Conflicts to blame for volatility: Opec

Peninsula - 24/4/2006

Crude prices in the world market will not stabilise at the current rate of $75 per barrel and a figure of “upper fifties to lower sixties” will be a more realistic figure, the Organisation of Petroleum Exporting Countries (Opec) President Dr Edmund Maduabebe Daukoru told The Peninsula yesterday.

Dr Daukoru, who is also Nigeria’s Minister of State for Petroleum Resources, said increasing output was not expected to lower the prices and would only serve to clog the market with additional supplies.

Dr Daukoru, who is in Doha to attend the 10th International Energy Forum said, the best solution for lowering oil prices from their current levels was to reduce conflicts. “ If we do the right things by lowering international tensions, oil prices will definitely stabilise,” he said.

He said, few economies in the world could make long-term business plans at the current rate of $75 per barrel. “The price now is on a spike,” he said, adding that gradually, it would drop to a more realistic and stable figure, that hovers between highs of $50 and lows of $60 a barrel.

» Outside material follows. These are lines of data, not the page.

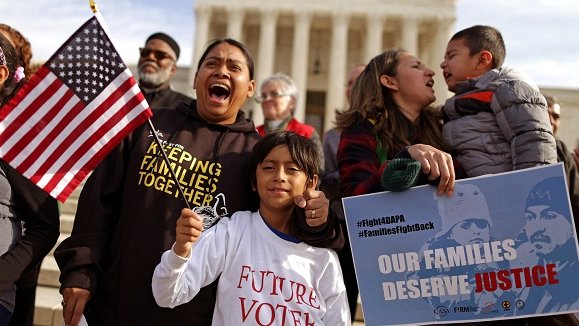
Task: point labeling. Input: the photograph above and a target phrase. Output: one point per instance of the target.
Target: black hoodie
(129, 206)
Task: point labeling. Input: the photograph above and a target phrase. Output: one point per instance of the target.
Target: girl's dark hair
(235, 43)
(302, 150)
(10, 87)
(373, 101)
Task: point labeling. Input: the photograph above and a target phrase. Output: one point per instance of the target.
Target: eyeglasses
(158, 54)
(269, 96)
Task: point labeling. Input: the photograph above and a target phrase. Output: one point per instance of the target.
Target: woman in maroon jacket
(22, 205)
(129, 205)
(390, 118)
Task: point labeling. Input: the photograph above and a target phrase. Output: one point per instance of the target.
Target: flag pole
(93, 6)
(94, 9)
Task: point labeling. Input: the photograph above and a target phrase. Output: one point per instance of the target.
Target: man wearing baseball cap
(157, 66)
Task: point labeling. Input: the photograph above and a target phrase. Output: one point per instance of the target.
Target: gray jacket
(498, 122)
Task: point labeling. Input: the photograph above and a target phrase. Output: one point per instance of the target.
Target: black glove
(401, 174)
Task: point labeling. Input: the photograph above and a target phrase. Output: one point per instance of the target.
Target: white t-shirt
(265, 280)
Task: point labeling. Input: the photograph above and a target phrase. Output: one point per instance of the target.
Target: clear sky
(542, 36)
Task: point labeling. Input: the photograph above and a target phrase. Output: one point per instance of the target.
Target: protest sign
(503, 246)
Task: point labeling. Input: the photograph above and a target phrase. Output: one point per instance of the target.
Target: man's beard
(156, 79)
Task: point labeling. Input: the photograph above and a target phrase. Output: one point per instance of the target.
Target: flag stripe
(88, 140)
(15, 123)
(68, 186)
(19, 99)
(72, 135)
(56, 120)
(72, 112)
(48, 120)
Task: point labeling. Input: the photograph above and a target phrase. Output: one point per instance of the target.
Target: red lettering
(478, 281)
(308, 321)
(504, 279)
(243, 313)
(270, 313)
(313, 302)
(527, 273)
(244, 275)
(516, 272)
(538, 278)
(534, 276)
(300, 291)
(551, 274)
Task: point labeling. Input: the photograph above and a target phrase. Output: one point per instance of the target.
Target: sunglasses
(158, 54)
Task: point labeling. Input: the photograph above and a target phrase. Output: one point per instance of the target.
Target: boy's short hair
(484, 38)
(302, 150)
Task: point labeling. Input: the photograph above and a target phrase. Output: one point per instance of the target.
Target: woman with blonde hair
(391, 136)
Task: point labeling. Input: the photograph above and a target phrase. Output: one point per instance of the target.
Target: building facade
(318, 42)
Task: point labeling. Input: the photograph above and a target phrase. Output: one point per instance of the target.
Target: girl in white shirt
(267, 275)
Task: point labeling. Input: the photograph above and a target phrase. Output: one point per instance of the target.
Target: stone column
(235, 16)
(201, 35)
(443, 34)
(335, 97)
(300, 52)
(374, 31)
(410, 34)
(266, 55)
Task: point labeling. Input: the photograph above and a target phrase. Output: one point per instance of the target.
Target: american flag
(72, 112)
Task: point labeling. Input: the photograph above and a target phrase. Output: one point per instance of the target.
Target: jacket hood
(495, 76)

The Opec president, earlier speaking to the media, blamed years of neglect in developing new capacities for the current situation, adding the imbroglio had no speedy solutions.

“The important thing is that we should begin now so that we do not continue with these kinds of problem beyond the next three years,” he added.

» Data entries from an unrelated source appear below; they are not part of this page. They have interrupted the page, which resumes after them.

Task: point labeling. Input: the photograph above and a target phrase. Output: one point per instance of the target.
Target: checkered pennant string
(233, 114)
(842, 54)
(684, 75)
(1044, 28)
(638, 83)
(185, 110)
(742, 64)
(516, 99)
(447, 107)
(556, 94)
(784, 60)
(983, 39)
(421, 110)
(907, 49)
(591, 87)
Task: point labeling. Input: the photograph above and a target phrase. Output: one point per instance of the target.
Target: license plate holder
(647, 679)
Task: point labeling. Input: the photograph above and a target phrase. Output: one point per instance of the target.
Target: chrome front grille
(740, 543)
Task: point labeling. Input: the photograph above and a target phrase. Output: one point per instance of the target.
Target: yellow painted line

He said, while everyone concerned was making their own recommendations on how to remedy the situation and there was an urgent need to move from mere talking to action. “We should move from talking to actually make an improvement by talking about numbers of refining capacities that will come on stream within the shortest possible time,” he added.

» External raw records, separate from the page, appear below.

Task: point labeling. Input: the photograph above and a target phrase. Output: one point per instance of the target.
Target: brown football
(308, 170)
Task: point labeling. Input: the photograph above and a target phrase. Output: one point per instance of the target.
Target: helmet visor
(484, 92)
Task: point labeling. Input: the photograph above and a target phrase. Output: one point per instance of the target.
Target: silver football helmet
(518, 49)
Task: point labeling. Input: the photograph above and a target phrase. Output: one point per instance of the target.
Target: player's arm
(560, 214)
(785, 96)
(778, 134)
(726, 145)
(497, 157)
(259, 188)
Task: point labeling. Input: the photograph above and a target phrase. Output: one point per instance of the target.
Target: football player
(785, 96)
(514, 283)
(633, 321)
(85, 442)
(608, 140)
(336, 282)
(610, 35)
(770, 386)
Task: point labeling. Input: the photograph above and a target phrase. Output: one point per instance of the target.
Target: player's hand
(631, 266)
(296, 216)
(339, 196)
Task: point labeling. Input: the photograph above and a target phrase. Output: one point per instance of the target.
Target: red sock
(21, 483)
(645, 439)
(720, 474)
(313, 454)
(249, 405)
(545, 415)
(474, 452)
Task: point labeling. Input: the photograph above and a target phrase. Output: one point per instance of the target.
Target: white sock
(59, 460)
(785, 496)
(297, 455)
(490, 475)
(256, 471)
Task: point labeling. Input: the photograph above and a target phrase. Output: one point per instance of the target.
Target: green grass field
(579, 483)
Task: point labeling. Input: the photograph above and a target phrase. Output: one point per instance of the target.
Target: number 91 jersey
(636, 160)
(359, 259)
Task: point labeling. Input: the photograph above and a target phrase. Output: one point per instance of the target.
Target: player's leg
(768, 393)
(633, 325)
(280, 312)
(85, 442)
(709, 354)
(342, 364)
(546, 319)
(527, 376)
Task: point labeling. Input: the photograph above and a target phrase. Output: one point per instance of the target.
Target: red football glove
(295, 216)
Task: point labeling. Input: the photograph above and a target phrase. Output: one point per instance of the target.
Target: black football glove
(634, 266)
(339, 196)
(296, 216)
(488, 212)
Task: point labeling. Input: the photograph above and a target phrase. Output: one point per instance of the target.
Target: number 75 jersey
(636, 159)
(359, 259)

More downstream capacity, he said, would ensure that any geopolitical tensions would not severely affect global oil prices to their current extent.

“When the capacity is tight, you get a wide fluctuation of prices up or down, depending upon the particular circumstances,” he said. Problems, he added, would continue to plague oil prices but adequate refining capacities would ensure these price swings are not drastic.